Nella comunicazione politica e istituzionale di Giorgia Meloni il paraverbale ha sempre avuto un’importanza rilevante. Il giorno in cui si è presentata alle Camere prima di un Consiglio Europeo, per un’esposizione che però si è allargata a diversi temi oggetto di polemica politica, gli osservatori hanno notato molto più i toni aggressivi che non i contenuti.
Quando alla conferenza stampa di presentazione della manovra ha avuto il primo scontro con la stampa, quello dal quale è discesa poi la scelta di ridurre al minimo le conferenze e gli incontri con i media confermata anche dopo l’incontro con Joe Biden di ieri, a fare da casus belli non è stato tanto il contenuto fuori luogo di una domanda sui rapporti con la Francia, all’epoca molto tesi ma anche oggi non del tutto risolti (lo si è visto dal mancato invito a Macron a partecipare alla conferenza su migrazione e sviluppo che si è svolta alla Farnesina), quanto la modalità della domanda stessa. Un giornalista in quell’occasione usò un’espressione effettivamente infelice, chiedendo al presidente del Consiglio se avesse “imparato” da quella crisi diplomatica. A quel punto Meloni è saltata su come una furia, colta da un’ira in parte giustificata, l’atteggiamento di alcuni rappresentanti dei giornali è effettivamente poco rispettoso, ma soprattutto dovuta all’incapacità di controllare i propri sentimenti più viscerali anche nelle occasioni formali. O forse, meglio dire, della sua capacità di non perdere mai il contatto con quei sentimenti.

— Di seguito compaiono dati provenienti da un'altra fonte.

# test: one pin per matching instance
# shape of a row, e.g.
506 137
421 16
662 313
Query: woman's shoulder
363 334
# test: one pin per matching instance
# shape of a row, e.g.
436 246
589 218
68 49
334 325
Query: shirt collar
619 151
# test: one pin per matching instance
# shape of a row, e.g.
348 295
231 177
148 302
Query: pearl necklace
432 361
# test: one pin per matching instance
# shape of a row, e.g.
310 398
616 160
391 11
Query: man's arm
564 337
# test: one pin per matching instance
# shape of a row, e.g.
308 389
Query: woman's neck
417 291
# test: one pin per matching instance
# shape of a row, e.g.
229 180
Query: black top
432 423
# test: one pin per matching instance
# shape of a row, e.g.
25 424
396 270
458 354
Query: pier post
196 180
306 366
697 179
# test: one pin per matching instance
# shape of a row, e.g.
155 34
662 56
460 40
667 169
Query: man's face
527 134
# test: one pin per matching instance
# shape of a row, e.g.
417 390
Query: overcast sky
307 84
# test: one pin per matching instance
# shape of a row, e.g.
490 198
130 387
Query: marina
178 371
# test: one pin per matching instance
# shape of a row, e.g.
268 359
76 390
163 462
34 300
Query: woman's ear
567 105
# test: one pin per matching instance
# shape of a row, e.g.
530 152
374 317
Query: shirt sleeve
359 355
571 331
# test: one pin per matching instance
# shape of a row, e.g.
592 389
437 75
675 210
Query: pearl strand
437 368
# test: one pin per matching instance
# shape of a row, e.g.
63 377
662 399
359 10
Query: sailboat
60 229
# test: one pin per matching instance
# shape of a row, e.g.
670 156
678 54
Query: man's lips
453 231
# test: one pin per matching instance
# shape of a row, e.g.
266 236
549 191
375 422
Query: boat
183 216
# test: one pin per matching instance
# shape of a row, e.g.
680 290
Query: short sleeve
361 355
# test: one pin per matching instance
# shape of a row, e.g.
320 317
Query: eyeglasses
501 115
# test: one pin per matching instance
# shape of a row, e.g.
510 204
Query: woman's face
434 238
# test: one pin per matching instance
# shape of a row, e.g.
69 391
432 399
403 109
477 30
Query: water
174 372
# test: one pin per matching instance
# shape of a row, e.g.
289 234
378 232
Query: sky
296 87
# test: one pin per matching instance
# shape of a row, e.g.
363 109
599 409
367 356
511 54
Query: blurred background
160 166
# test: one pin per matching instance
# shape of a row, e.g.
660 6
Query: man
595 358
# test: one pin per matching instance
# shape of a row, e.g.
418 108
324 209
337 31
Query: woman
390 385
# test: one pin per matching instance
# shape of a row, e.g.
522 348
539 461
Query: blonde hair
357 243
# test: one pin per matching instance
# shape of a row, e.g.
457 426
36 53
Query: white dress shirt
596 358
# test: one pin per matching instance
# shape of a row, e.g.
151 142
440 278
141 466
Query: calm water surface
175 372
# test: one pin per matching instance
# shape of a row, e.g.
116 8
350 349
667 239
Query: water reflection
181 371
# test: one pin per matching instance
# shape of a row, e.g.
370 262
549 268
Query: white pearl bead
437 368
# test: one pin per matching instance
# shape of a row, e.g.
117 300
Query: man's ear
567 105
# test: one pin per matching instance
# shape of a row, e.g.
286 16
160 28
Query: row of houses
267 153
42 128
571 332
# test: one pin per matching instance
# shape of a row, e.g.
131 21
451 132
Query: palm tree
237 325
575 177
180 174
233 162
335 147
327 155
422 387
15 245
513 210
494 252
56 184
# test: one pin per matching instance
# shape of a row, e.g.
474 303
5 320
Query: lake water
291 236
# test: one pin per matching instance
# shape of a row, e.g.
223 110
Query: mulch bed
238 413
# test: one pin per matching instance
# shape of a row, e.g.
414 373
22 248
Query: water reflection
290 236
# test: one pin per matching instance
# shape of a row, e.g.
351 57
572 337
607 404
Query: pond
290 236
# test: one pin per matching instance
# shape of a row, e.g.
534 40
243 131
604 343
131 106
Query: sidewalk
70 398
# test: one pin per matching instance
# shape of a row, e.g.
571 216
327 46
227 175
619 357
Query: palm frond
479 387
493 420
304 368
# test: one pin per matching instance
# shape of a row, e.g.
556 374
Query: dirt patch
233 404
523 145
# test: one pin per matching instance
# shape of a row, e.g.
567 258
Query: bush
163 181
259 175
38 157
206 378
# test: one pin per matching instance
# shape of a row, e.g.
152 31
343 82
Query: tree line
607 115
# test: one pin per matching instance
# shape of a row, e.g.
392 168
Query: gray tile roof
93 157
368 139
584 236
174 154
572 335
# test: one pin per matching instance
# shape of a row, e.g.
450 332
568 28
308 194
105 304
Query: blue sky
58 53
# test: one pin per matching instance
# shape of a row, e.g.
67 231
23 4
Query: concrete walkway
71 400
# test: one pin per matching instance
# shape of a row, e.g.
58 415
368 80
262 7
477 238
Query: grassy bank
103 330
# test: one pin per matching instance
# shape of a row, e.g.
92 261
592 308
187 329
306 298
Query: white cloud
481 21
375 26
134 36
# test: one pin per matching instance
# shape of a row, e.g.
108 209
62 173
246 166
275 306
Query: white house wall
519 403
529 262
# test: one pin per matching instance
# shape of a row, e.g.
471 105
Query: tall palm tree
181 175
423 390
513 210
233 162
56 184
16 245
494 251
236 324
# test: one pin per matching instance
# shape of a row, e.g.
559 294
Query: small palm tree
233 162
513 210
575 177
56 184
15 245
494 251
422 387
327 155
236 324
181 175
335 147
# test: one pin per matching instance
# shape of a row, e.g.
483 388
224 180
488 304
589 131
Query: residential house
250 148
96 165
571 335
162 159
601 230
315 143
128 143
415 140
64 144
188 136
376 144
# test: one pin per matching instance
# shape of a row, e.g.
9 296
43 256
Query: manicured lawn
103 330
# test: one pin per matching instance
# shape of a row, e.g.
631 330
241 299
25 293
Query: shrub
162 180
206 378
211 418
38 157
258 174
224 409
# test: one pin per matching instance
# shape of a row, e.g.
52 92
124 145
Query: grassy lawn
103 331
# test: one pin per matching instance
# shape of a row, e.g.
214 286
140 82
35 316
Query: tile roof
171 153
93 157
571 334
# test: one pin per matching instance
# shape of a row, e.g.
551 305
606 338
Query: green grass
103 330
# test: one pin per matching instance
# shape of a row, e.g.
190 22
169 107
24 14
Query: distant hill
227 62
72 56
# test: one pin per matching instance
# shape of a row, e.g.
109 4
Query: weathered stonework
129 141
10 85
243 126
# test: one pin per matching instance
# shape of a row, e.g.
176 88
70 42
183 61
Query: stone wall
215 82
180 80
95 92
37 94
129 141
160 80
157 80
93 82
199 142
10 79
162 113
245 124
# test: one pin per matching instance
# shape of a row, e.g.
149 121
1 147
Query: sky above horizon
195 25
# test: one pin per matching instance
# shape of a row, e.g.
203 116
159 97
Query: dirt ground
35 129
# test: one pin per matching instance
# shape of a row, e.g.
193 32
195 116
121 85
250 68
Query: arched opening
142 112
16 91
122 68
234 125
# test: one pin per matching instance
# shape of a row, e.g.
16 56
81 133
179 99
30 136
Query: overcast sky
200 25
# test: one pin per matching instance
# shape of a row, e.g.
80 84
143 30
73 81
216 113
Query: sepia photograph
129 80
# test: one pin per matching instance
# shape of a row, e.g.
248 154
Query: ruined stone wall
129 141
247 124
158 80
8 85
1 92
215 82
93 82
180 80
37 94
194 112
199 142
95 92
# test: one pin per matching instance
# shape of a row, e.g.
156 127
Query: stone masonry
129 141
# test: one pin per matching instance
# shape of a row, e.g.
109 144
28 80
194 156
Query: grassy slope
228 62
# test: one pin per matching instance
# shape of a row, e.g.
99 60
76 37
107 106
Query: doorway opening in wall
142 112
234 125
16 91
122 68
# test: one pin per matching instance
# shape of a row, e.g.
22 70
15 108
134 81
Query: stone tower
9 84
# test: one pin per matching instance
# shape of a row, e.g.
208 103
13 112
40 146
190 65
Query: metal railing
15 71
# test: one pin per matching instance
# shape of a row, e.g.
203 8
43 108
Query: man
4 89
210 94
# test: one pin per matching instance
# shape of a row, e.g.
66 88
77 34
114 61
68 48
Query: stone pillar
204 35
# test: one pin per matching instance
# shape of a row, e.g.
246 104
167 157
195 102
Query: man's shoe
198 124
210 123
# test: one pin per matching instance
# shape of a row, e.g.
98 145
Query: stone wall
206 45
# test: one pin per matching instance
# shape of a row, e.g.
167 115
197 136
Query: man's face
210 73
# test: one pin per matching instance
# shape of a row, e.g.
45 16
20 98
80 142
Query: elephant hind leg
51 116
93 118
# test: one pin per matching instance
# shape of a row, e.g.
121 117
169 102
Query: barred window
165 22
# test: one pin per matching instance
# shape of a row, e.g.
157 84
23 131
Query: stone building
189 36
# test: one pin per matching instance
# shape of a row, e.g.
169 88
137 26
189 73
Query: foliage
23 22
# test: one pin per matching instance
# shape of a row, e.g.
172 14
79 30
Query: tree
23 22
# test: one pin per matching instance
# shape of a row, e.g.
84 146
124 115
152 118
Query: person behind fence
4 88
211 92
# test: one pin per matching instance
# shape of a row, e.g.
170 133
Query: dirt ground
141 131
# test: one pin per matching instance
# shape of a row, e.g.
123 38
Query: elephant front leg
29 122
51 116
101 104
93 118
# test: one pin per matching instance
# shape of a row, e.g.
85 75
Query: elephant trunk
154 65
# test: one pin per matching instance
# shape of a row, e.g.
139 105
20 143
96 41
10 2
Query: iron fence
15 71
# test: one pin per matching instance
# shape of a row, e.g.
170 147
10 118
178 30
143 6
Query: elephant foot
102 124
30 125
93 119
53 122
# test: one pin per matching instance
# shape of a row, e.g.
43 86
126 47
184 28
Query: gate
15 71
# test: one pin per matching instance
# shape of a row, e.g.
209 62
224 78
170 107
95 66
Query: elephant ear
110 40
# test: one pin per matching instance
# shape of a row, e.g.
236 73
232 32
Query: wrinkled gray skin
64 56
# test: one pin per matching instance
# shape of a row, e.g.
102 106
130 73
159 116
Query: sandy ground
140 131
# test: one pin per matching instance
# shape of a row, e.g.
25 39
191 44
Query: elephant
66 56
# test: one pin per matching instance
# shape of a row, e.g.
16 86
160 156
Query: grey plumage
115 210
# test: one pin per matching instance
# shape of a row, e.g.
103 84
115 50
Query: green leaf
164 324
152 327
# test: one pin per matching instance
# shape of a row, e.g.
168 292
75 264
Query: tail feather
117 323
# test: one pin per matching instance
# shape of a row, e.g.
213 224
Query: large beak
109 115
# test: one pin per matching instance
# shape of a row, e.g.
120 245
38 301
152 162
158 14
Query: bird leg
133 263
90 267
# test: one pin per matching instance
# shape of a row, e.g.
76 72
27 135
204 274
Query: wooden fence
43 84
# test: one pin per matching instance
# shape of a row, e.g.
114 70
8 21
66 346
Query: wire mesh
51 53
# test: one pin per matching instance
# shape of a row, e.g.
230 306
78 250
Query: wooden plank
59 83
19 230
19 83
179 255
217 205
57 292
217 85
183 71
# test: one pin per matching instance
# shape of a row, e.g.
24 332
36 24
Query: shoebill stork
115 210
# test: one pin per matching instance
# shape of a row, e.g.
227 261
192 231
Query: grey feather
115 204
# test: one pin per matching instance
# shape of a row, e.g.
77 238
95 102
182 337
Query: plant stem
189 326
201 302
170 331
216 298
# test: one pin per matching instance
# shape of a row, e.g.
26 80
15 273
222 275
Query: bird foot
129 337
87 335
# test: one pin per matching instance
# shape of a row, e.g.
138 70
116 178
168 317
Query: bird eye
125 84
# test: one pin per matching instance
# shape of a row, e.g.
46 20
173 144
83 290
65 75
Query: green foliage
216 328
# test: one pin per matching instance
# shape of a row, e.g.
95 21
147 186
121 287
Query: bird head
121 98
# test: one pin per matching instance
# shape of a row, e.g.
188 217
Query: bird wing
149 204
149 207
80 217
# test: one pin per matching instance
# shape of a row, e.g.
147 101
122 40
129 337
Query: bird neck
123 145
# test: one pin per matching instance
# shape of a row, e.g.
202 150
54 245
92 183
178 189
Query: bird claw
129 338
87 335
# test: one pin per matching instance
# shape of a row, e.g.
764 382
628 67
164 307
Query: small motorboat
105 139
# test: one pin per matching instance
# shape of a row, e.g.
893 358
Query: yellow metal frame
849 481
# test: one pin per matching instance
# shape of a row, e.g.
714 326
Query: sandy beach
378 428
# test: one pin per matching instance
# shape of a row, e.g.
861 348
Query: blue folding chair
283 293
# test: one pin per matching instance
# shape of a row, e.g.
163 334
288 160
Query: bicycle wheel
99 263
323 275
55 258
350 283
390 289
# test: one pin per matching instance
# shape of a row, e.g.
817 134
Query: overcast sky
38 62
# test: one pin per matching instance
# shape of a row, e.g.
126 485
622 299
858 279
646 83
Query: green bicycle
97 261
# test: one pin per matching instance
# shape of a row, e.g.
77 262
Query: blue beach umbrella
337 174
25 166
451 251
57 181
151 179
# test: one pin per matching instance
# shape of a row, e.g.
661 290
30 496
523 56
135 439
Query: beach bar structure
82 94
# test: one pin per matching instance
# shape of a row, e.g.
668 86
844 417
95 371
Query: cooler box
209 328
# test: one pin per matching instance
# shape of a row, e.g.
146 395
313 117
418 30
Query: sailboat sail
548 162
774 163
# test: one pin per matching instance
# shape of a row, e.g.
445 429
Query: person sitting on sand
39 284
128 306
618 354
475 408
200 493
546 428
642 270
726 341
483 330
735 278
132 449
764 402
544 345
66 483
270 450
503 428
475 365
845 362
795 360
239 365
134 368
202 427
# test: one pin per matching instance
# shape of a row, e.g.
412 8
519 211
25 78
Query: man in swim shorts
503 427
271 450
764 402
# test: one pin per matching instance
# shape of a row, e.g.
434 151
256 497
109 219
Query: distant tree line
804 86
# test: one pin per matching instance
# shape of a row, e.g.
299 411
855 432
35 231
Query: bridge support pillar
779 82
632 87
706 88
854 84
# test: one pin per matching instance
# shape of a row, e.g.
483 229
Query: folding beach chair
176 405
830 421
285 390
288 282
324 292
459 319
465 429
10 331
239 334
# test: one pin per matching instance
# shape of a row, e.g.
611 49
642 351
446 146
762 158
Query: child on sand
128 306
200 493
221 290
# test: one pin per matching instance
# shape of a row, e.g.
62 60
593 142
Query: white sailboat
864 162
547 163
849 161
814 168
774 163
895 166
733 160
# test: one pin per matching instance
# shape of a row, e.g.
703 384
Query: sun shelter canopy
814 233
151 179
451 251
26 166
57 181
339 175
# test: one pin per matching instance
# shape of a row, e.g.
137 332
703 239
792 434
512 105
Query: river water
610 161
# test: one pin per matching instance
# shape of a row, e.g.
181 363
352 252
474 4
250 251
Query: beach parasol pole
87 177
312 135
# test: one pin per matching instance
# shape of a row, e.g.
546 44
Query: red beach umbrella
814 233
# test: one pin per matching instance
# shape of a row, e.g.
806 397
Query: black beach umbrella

L’umanità di Meloni è sicuramente molto forte. La sua storia personale, privata e di formazione è nota. Anzi, è stata rivendicata nella sua autobiografia “Io sono Giorgia” e tutti abbiamo la possibilità, quando è felice o arrabbiata, di capire o almeno immaginare alcune pulsioni, i motivi che la animano. In quest’umanità rientrano la sua mimica facciale molto forte, l’oratoria, la prossemica: basta un occhio per capire di che umore sia. Con Biden, per esempio, una passeggiata mano nella mano di pochissimi secondi è servita ai suoi ammiratori per affermare che il capo del governo italiano è stimato da quello statunitense e ai suoi avversari per rovesciare tale considerazione, accusandola di essere prona ai diktat yankee.
Ieri la cosa si è ripetuta in modo più soft e la foto che campeggia su tutti i siti e giornali mostra un contatto delle mani più discreto, che intende significare la prosecuzione di quel rapporto idilliaco creatosi nelle precedenti occasioni.
Anche se guardiamo altre immagini l’eloquenza paraverbale meloniana è prorompente. Per esempio quella che la ritrae controluce con il premier inglese Suniak: i due sembrano un po’ una coppia di innamorati, in senso ovviamente politico, due persone che si piacciono e che proprio su questo apprezzamento anche personale costruiscono la loro intesa politica. Così come alcune foto di un G20 a Bali, dove invece emergevano da alcune sue espressioni e posture le criticità e le incomprensioni con Macron. Foto che diedero molto agio ai detrattori per dire che il nostro premier è isolato tra i grandi del mondo.
Poi ci sono altri aspetti, come l’accento romano contenuto a fatica, che a volte esplode denotando un’origine popolare che, di nuovo, può essere vista come un limite o al contrario come un atout.
La foto con Biden di ieri iconizza perfettamente la frase-slogan che Meloni ha usato per descrivere l’incontro, “i nostri paesi mai così vicini”. Ma in realtà dovremmo dire il contrario, cioè che quell’espressione è la didascalia dell’immagine. Come suol dirsi “a picture is worth a thousand words”.
Si gioca su fotografie e retorica un tema che conta molto per la credibilità politica anche interna di Meloni. Non solo e non tanto rispetto ai suoi avversari, sempre lì pronti a spiare il minimo segnale di possibile o ipotetico screditamento da parte degli altri leader europei e mondiali, ma soprattutto rispetto ai suoi amici e alleati. La cosiddetta destra identitaria motiva gran parte delle proprie critiche proprio sul dichiarato atlantismo dell’attuale governo, considerandolo un tradimento delle posizioni che Fratelli d’Italia aveva assunto in campagna elettorale.
La lunga campagna elettorale condotta sotto e contro i precedenti governi che ha consentito al partito di accumulare, lentamente ma solidamente, il consenso con il quale poi ha trascinato il centrodestra alla guida del Paese. No: della Nazione.